While the U.S. propaganda-machine tried to hype a tiny up-tick in U.S. existing home sales last week, the reality is that even this “good news” is actually merely setting up the U.S. market for another crippling, down-leg (see “U.S. housing-sector stability dependent on vultures”). Speculators are buying over-priced, U.S. homes at foreclosure sales – duped into believing a “bottom” is near, thanks to incessant propaganda which fraudulently predicts this (again and again).
Meanwhile, the collapse in the U.S. commercial real estate market has just begun. With U.S. interest rates soaring upward, the largest block of commercial real estate “maturing debt” in history ($178 BILLION this year alone) now must somehow be refinanced. Obviously, there will not be nearly enough market “chumps”, willing to throw away their money – by buying into a market just beginning to collapse.
This has two additional implications for the U.S. economy. First, it shows how ridiculous the lies are which are emanating from U.S. banksters about “improving profitablity”. These fraud-factories, who are boldly predicting “repayment” of billions in TARP loans, will undoubtedly soon be attempting to mooch additional trillions to bail out their leveraged bets.
With grossly inadequate loan-loss reserves for U.S. banks, every category of U.S. debt is simultaneously at record levels of delinquencies (except for commercial real estate, which won't start breaking records until next year). And the U.S. financial crime syndicate has leveraged all this debt by a minimum of 10:1 – and a maximum (in their hidden, “off balance sheet assets”) of 30:1. Thus, even a 10% loss on any of these “assets” guarantees a 100% loss for the banksters.

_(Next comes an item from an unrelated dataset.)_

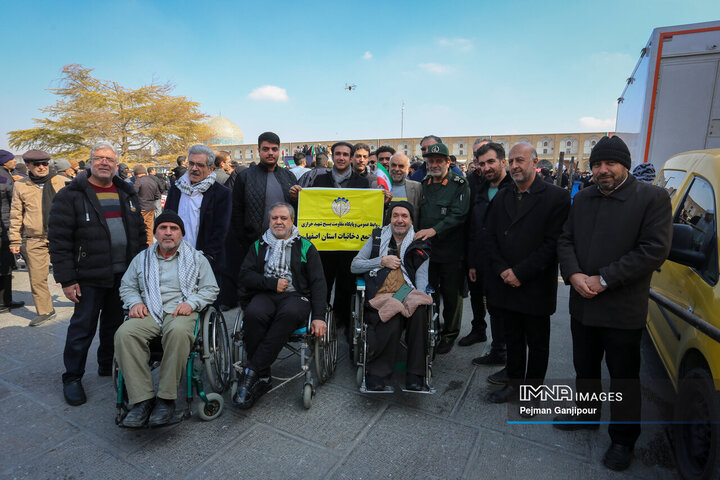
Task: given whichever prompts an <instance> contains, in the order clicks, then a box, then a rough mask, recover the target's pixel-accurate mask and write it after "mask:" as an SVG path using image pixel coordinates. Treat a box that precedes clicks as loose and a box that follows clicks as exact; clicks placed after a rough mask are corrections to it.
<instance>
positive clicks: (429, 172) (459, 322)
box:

Even more insolvent than they were a year ago, these fraud-factories will not be willing to make concessions to “under-water” U.S. homeowners facing foreclosure. This closes off the last ray of false-hope for the U.S. housing sector.
This reality confronts the U.S. economy, just as the number of delinquent mortgages hit yet another all-time record of over 12%. Millions of these homeowners are hopelessly “under water” on their mortgages, and thus have absolutely no incentive to continue making payments.
All this doom-and-gloom does not even begin to take account of the horrific implications for the broader, U.S. economy – caused by higher interest rates. This will further impair margins for all U.S. businesses (especially the U.S. financial crime syndicate), and continue to fuel crippling, U.S. unemployment (see “U.S. economy to lose 20 MILLION jobs this year”).
However, in the rest of the world, what we are seeing is that the tidal wave of new “liquidity” is already being transmitted through soaring commodity prices. Gold, silver, oil, grains, and even some base metals are all seeing rapid moves higher in their prices. With U.S. debt-instruments guaranteed to continue to deflate (see “U.S. Bond Bubble Bursts – bye-bye equities rally”), it is obvious which assets are being targeted with all this new money.
Much higher commodity prices guarantee much higher prices for many of the basic necessities: food, clothing, and energy costs. Thus, at the same time the collapse in U.S. asset prices are robbing Americans of more trillions in wealth, and record numbers of Americans are losing their jobs, households will be “squeezed” much harder through soaring prices.
This is the future which was promised by John Williams, years ago. Sadly, for Americans, “the future is now.”